Forma focuses on creating drugs that regulate the proteome, or the array of proteins found in the body's cells and tissues. Because research has shown protein development and folding is integral to overall health as well as disease progression, pharmaceutical companies have demonstrated in recent years a growing interest in therapies that promote proteostasis.
To that end, Forma fetched millions of dollars in multiple rounds of financing.
In particular, Celgene has been a prominent source of money for Forma. The two companies landed their first deal with each other in April 2013. Its aim was to find candidates that target protein homeostasis pathways, with Forma in charge of drug development through Phase 1 and Celgene taking the reins after that. Celgene handed over $200 million to its partner for R&D expenses, and offered up another $315.0 million in potential other payments for the first drug advanced through the partnership and up to $430 million for each successive program.
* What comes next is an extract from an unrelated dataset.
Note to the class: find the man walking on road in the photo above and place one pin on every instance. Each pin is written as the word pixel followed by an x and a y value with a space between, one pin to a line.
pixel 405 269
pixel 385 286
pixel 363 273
By the end of 2016, Celgene had given Forma $118 million for five license agreements stemming from that collaboration.
The big biotech also paid its partner $41 million for two license agreements related to the 2014 collaboration — which is centered on treatments for protein homeostasis, neurodegeneration, and inflammation and immunology, according to an Aug. 29 statement from Forma.
Forma has retained U.S. rights to the drug candidates from both of those agreements.
"Our continued collaboration with Forma is based upon the quality of their drug candidates, their adaptability to enter new emerging areas of biology, and their leadership in fostering a collaborative culture at the forefront of innovation," Rupert Vessey, head of research and early development at Celgene, said in the Aug. 29 statement.